A piecewise function is a function composed of different expressions over various intervals of its domain. It allows for different behaviors in different sections of its input values, making it flexible for situations where a single expression might not suffice.
In our example, the function \( f(x) \) is given as piecewise with the following segments:

• \( f(x) = 0 \) for \( x < 0 \) and \( x > 2 \).
• \( f(x) = x \) between \( 0 \leq x \leq 1 \), showing a simple linear increase.
• \( f(x) = 2 - x \) from \( 1 < x \leq 2 \), demonstrating a linear decrease.

These segments mean that the behavior of \( f(x) \) changes at the points \( x = 0 \), \( x = 1 \), and \( x = 2 \). Understanding how each segment works and connects at these points helps to grasp the full behavior of piecewise functions. This function is particularly useful for constructing models that involve constraints or specific conditions over certain ranges.

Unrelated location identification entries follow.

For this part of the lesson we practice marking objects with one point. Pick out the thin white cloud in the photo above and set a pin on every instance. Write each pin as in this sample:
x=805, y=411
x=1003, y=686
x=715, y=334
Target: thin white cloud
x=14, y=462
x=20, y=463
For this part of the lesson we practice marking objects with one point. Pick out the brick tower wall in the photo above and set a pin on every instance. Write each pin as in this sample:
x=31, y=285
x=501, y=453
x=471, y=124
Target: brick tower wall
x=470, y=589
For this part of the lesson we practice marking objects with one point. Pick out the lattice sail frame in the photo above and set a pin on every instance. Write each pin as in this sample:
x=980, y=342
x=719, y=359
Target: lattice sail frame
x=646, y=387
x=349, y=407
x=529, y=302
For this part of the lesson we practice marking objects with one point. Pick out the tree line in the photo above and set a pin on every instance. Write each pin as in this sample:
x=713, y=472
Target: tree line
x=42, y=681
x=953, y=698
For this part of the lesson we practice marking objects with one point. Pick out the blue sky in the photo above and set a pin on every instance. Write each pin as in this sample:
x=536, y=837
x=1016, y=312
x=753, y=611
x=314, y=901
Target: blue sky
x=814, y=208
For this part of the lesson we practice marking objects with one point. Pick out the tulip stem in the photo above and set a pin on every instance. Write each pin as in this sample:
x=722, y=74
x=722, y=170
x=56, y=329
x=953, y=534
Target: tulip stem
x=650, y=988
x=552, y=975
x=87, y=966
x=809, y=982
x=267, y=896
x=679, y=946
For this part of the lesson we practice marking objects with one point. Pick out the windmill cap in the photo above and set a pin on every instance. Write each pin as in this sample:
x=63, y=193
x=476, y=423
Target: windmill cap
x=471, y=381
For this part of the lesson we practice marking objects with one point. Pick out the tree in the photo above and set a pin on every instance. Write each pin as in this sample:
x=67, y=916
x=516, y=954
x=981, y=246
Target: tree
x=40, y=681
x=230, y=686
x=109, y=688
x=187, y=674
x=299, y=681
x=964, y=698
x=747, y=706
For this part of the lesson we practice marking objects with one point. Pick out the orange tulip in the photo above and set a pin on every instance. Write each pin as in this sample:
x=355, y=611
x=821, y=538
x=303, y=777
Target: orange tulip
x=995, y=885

Differentiability refers to the ability of a function to have a derivative at a particular point. For a function to be differentiable at a point, the function must be continuous there, and its slope should not abruptly change. In piecewise functions, differentiability often varies across its different segments.
For \( f(x) \), differentiability is evaluated in the following manner:

• It is differentiable in the open intervals \( (0, 1) \) and \( (1, 2) \) where the respective expressions \( f(x) = x \) and \( f(x) = 2-x \) are linear.
• It is not differentiable at the points where the definition changes: \( x = 0 \), \( x = 1 \), and \( x = 2 \), because there are abrupt changes in direction or slope.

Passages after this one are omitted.